東京タワーへ自転車で

 茅場町から千葉に引越ししてくる時に、

トラックの荷台から自転車がはみ出してしまいました。

無理に積んだら壊れそうです。

 

「じゃあ自分で乗っていきゃイイじゃないか。

たまには自転車で小さな旅もおもしろそうだ。」

 

そんなことを思いつきました。

そして、忙しそうに車が走る師走の街を自転車で出発したのです。

 

どれくらいこいだでしょうか。

建物はずいぶん低くなり、荒川の堤防が見えてきました。

気がつけば、両腿もパンパンに張っています。

川を眺めながら一服つけることにしました。

 

 

 

 あの頃、自転車に乗ってどこまでも出掛けたものです。

とは言え子供の『どこまでも』ですからタカが知れています。

花見川沿いの道を上は大和田、下は幕張というのが定番でした。

 

子供なりに定番へのマンネリを感じていたある日、

タクちゃんが言いました。

 

「今日は東京タワーに行かない?」

「遠いんじゃない?」

「こないだ京成電車から見えたもん。

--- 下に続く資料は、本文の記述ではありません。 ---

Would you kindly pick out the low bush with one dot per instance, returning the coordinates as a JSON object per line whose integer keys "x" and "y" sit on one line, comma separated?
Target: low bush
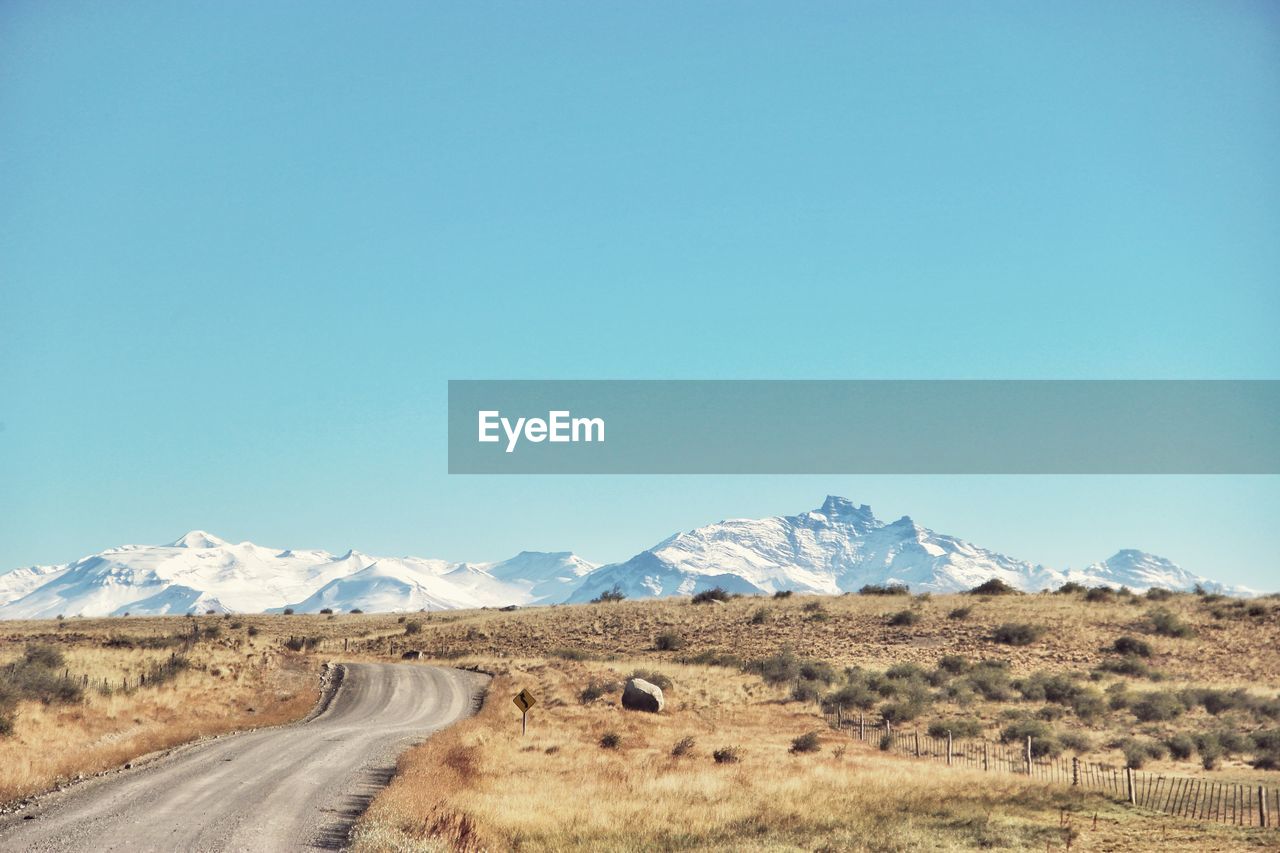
{"x": 958, "y": 726}
{"x": 1016, "y": 634}
{"x": 1159, "y": 706}
{"x": 1045, "y": 743}
{"x": 1180, "y": 747}
{"x": 885, "y": 589}
{"x": 1132, "y": 646}
{"x": 727, "y": 756}
{"x": 995, "y": 587}
{"x": 1138, "y": 751}
{"x": 807, "y": 742}
{"x": 904, "y": 617}
{"x": 668, "y": 642}
{"x": 708, "y": 596}
{"x": 1169, "y": 624}
{"x": 652, "y": 676}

」

「ホント!?」

 

このプランは少年たちの心を大いに揺さぶりました。

2人は大急ぎで自転車に飛び乗り出動したのです。

 

 

 

 走り出してしばらくすると、

いつもはバスで通る急な下り坂にかかりました。

 

「ジェットコースターだ!」

 

タクちゃんは、そう叫ぶと坂道に向かってこぎ出しました。

自分も負けまいと自転車を大きく左右に振ってつづきます。

 

「ま〜るきんじてんしゃ、ほいのほいのほ〜い!」

「た〜まきんじてんしゃ、ほいのほいのほ〜い!」

「うわははははは〜!!」

 

笑い声と風がごちゃまぜになって少年たちの頬にぶつかります。

 

その時、いつもバスが徐行して通過する大きなギャップが、

2人のもう目前に迫っていることに気がつきました。

大笑いの顔が、恐怖からあきらめの表情に変わっていきます。

間もなくそれはサドルを通し容赦なく2人の急所を突き上げました。

 

「ちょっとタンマ〜!」

 

タクちゃんに言われるまでもなく、

自分はとっくに自転車を降りていました。

 

「いてててて。」

「あのガッタンおっかないと思ってたんだ。」

「さっきの歌も悪かったかなぁ。」

「タクちゃんの自転車ナショナルだしね。」

「あはははは。」

 

あの痛みはどこへやら、いくらも休まずに2人は出発しました。

 

「あかる〜いナショナ〜ル!」

 

タクちゃんの歌が変わっています。

 

 

 

 

 

 心なしか吹く風が冷たくなってきました。

 

「東京タワーって遠いね。」

「うん、近いと思ったのにね。」

 

2人の自転車をこぐ足も重くなっています。

 

「どうする?」

「ここまできたんだもん。行こうよ。」

「そうだね。」

 

子供にも意地があるのです。

2人は無言でペダルを踏むようになりました。

 

 

 

やっとのことで『東京タワー』につくと、

陽は西に傾いて遠くの空はだいだい色に染まっていました。

 

しばらくの間、2人は黙ったまま赤白の塔を見上げていましたが、

やがて心の中を詰まらせている何かを、

少しずつ取り出すかのようにしゃべりはじめました。

 

「なんかテレビで見るのと違うね。」

「人いないね。」

「これ違うんじゃない?」

「千葉タワーかな?」

「ここ東京じゃないもんね。」

 

少年たちは、重大な事実に気がついたのです。

そして『東京タワー』との別れを惜しむことなく、

少し急いで家路に向かったのでした。

 

 

 

 荒川の土手に吹く風も冷たくなってきたようです。

自分は、誰に言うでもなく、

 

「早くしないと陽が暮れちゃうよ。」

 

そうつぶやくと、

千葉に向かって再び自転車をこぎはじめました。